I don’t really disagree with anything you’ve said. I may have quibbles here and there, but that’s probably at least as much due to my enjoyment of the role of Devil’s Advocate as anything more serious.
One point I will emphasize, though: It’s worth remembering, as you point out, that Bismark did phenomenally well putting ordinance on target. Nor was that simply a trait of that ship - the sinking of HMS Glorious by Scharnhorst and Gneisenau began with hits at a range of just over 24,000 meters.
I’m not much of a fan of Yamato. While she was an impressive and beautiful vessel, I am inclined to discount her as a warship for some serious flaws: the relative lack of effective AAA being the largest. (Yeah! You can use your main battery for AA fire with giant shotgun shells, but you’re still looking at a horrid rate of fire for that, which does little to provide effective AA fire.) For the IJN, of all people, to ignore the threat of air power is taking irony to new levels.

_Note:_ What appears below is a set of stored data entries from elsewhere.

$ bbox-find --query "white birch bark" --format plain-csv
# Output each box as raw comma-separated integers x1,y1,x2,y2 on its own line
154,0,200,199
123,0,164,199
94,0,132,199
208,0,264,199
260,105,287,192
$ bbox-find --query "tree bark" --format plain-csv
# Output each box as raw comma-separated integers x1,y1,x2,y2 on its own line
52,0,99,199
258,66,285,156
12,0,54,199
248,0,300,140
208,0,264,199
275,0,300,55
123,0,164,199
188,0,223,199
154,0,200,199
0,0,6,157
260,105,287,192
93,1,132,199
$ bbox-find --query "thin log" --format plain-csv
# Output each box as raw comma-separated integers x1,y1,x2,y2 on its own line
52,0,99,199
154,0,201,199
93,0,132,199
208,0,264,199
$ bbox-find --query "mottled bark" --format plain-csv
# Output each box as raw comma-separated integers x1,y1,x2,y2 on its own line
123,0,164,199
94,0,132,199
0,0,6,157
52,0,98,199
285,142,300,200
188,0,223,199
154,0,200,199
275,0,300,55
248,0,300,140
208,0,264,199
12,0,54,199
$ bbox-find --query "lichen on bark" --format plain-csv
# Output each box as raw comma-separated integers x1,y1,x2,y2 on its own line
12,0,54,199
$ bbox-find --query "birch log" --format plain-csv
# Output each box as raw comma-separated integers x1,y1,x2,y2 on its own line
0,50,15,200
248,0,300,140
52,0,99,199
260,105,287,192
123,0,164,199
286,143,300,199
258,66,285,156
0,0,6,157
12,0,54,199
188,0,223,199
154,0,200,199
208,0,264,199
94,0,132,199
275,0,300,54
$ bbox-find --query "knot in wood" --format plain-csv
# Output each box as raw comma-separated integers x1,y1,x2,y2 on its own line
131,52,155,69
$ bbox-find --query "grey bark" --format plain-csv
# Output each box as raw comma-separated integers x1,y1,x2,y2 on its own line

Further, one of the things about damage control is that a ship’s design counts a lot, but even more what counts is the skill and determination of the ship’s crew to fight that damage. Bismark’s crew did very well there, dealing with both the damage from the Battle of Denmark Strait, and latter in her final engagement. It’s hard to say how well Yamato’s crew did in the pounding she took, but looking at her near sister Shinano’s fate, I think that there’s room to question how effectively Yamoto’s crew would have been able to deal with damage.
You take that back!
More seriously, for the Kriegsmarine, I agree that the push for the very limited number of major surface combatants was a poor decision from the standpoint of effective use of materials. Hell’s bells, even had the famous Graf Zeppelin been completed, and allowed to have an air wing, it too would have been too little, too late. Even at the time that Bismark was laid down that seems to me as through it should have been obvious that the Kriegsmarine could not face the Royal Navy on their terms and come out ahead. For that matter, sending out a battleship, be she ever so fast, to raid merchant shipping seems a colossal waste.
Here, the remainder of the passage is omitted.